The boy, who was wearing a kippah, was reportedly pushed to the ground and beaten while on his way to an after-school class in Sarcelles on Tuesday.
He said his attackers were about 15 years old, AFP reported.
Local prosecutors said they were treating the incident as an antisemitic crime.
“An eight-year-old boy was assaulted in Sarcelles.
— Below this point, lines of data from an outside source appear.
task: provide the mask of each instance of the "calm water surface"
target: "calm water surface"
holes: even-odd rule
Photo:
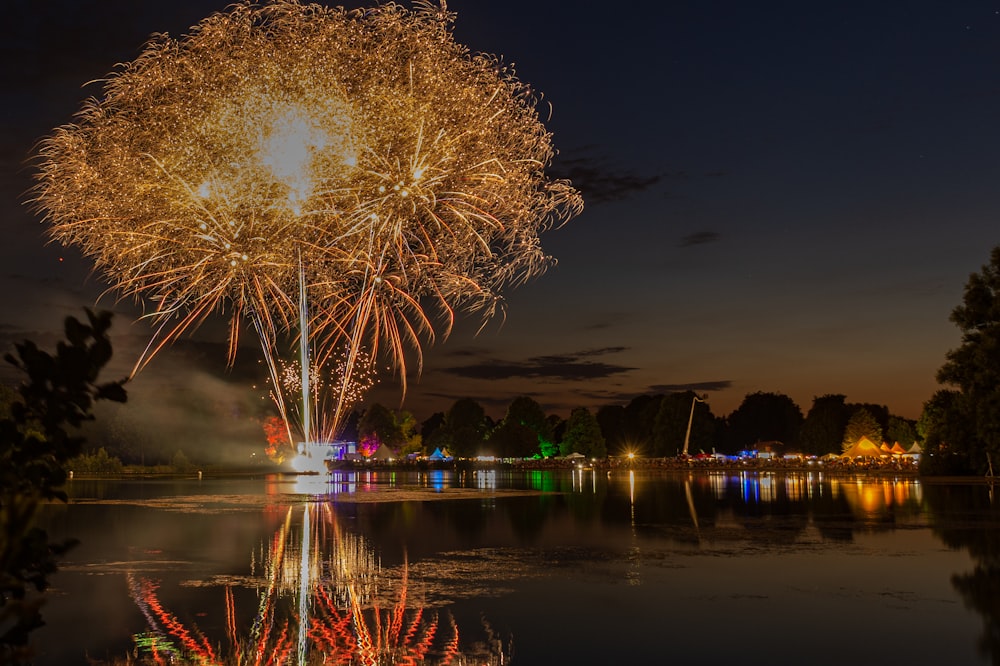
[[[70,494],[46,514],[81,544],[42,665],[1000,663],[982,483],[379,471]]]

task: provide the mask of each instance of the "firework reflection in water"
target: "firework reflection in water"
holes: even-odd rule
[[[341,530],[329,505],[305,504],[299,533],[292,522],[295,511],[289,507],[282,526],[252,559],[254,587],[260,592],[246,636],[237,626],[232,588],[225,588],[228,654],[165,608],[157,583],[129,574],[132,597],[149,625],[148,632],[134,637],[138,663],[509,662],[502,642],[492,635],[485,644],[460,650],[450,616],[409,605],[408,567],[403,566],[398,588],[391,589],[373,549],[362,537]]]

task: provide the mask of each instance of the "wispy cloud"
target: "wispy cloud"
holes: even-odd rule
[[[559,157],[550,170],[556,178],[572,181],[588,204],[620,201],[650,189],[664,178],[663,174],[623,169],[607,158],[589,154],[591,150],[588,146],[576,155]]]
[[[625,347],[603,347],[569,354],[535,356],[524,361],[486,359],[478,363],[444,368],[442,372],[471,379],[599,379],[635,370],[614,363],[590,360],[625,351]]]
[[[687,384],[653,384],[650,393],[682,393],[684,391],[724,391],[733,385],[730,379],[709,382],[690,382]]]

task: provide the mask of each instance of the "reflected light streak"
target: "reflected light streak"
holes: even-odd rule
[[[167,610],[157,594],[158,583],[127,574],[132,598],[149,626],[148,632],[134,636],[139,659],[130,663],[493,666],[509,661],[503,646],[495,643],[488,654],[479,647],[474,655],[464,655],[454,619],[447,616],[442,622],[437,613],[409,604],[408,565],[404,563],[393,593],[374,550],[340,528],[330,505],[301,506],[301,534],[296,538],[296,507],[289,507],[266,546],[261,561],[267,584],[246,636],[240,634],[233,591],[226,586],[228,648],[213,647],[197,626],[185,625]],[[252,573],[257,568],[254,558]]]

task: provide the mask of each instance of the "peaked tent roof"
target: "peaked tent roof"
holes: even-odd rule
[[[841,458],[881,458],[884,455],[882,449],[868,439],[862,437],[854,446],[844,451]]]

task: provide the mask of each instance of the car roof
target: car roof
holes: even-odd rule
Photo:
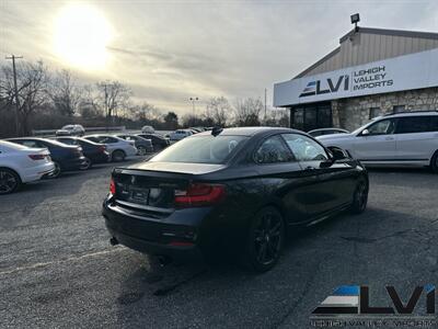
[[[43,143],[48,143],[55,146],[61,146],[61,147],[67,147],[69,145],[65,145],[56,139],[50,139],[50,138],[41,138],[41,137],[14,137],[14,138],[8,138],[8,140],[39,140]]]
[[[299,133],[301,131],[284,128],[284,127],[235,127],[235,128],[224,128],[220,135],[221,136],[254,136],[258,134],[268,133]],[[196,134],[195,136],[206,136],[211,135],[210,131]]]
[[[404,116],[430,116],[430,115],[438,115],[438,110],[435,111],[412,111],[412,112],[399,112],[399,113],[390,113],[383,115],[382,117],[404,117]]]

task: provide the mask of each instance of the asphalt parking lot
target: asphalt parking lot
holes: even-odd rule
[[[406,299],[438,277],[438,175],[370,172],[368,209],[293,237],[280,263],[172,263],[111,247],[101,217],[112,164],[0,197],[2,328],[308,328],[339,285],[384,285]],[[383,302],[384,303],[384,302]]]

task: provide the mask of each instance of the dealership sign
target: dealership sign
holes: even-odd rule
[[[438,87],[438,48],[274,86],[274,106]]]

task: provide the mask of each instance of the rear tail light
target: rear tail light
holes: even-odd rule
[[[185,191],[175,191],[175,205],[180,207],[207,206],[220,202],[224,195],[223,185],[195,183]]]
[[[116,194],[116,183],[114,182],[113,179],[111,179],[111,182],[110,182],[110,193],[113,195]]]
[[[28,157],[32,160],[44,160],[47,156],[46,155],[30,155]]]

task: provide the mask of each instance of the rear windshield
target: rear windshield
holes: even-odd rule
[[[246,139],[245,136],[187,137],[168,147],[150,161],[224,163]]]

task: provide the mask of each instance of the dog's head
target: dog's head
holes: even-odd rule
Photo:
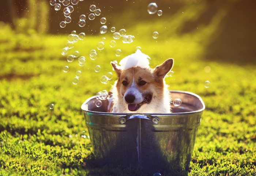
[[[163,79],[173,64],[173,59],[169,59],[154,69],[136,66],[123,70],[111,62],[118,78],[116,84],[118,98],[123,100],[123,103],[130,111],[146,108],[153,99],[163,98]],[[154,103],[155,105],[157,102]]]

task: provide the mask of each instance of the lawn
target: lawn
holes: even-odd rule
[[[226,15],[225,11],[217,12],[208,24],[179,33],[186,22],[198,17],[204,7],[184,6],[172,16],[163,15],[164,21],[170,22],[168,26],[172,27],[158,19],[133,24],[126,29],[127,34],[135,36],[131,44],[119,39],[110,47],[109,31],[87,35],[68,51],[68,54],[78,50],[85,56],[82,67],[77,58],[68,62],[67,56],[60,54],[67,34],[17,32],[0,23],[0,175],[153,175],[121,166],[98,167],[80,109],[87,99],[109,90],[114,83],[116,76],[110,62],[120,61],[140,46],[151,57],[152,67],[173,58],[174,76],[166,79],[170,89],[195,93],[206,105],[185,174],[256,175],[256,56],[246,55],[243,60],[238,52],[245,49],[243,45],[229,50],[241,60],[222,57],[227,56],[224,50],[206,56],[212,52],[209,50],[216,49],[207,46],[216,39],[213,36]],[[117,22],[116,27],[122,27]],[[156,39],[152,37],[156,31],[159,34]],[[105,49],[97,50],[97,59],[90,59],[89,51],[97,50],[102,37],[106,39]],[[226,43],[220,43],[217,48]],[[122,50],[120,57],[114,54],[118,49]],[[101,68],[98,73],[94,71],[96,65]],[[65,65],[70,68],[66,73],[63,71]],[[82,74],[75,85],[72,80],[78,70]],[[101,77],[109,72],[113,79],[101,83]],[[206,80],[211,83],[208,88],[204,86]]]

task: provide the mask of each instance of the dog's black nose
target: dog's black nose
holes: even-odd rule
[[[128,94],[124,97],[125,101],[128,103],[131,103],[134,101],[135,97],[134,95],[132,94]]]

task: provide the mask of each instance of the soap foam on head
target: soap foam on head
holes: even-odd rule
[[[148,56],[143,53],[138,49],[135,53],[127,56],[121,60],[119,65],[123,70],[137,66],[143,68],[148,68],[148,58],[150,58]]]

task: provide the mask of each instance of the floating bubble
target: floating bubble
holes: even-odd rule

Because he was wearing a kippah,” the French president tweeted.
“Every time a citizen is assaulted on the basis of his age, his appearance or his faith, the Republic as a whole is assaulted.”
“And it is the Republic as a whole today especially that stands alongside French people of the Jewish faith to fight these vile acts with them and for them.”
Et c’est toute la République qui se dresse particulièrement aujourd’hui aux côtés des Français de confession juive pour combattre avec eux et pour eux chacun de ces actes ignobles. 2/2
— Emmanuel Macron (@EmmanuelMacron) January 31, 2018
The attack came a day after a French Jewish community leader condemned a judge for not classifying the notorious killing of a Jewish mother as an antisemitic murder.
Sarah Halimi, 65, was tortured to death and thrown out of a third-floor window in April 2017.
A 27-year-old Malian Muslim, Kobili Traore, has been charged with intentional homicide.
But this week a judge rejected a prosecution request to reclassify the case as a murder motivated by antisemitism, a crime that carries a heavier penalty.
The judge, Anne Ihuellou, also ruled Mr Traore's mental state meant he should be protected from the French Jewish community's "hostile" attitude towards him.
But community leader Joel Mergui condemned the ruling, saying he could not understand it.
“It is definitely not good to be Jewish and to bear the name of Halimi in France,” he said, in a reference to the unrelated murder of Ilan Halimi in 2006.
“[They] were kidnapped, tortured and murdered because they were Jews. We thought the time of denial finally over. It seems that it is not so. I think I need to worry very legitimately.”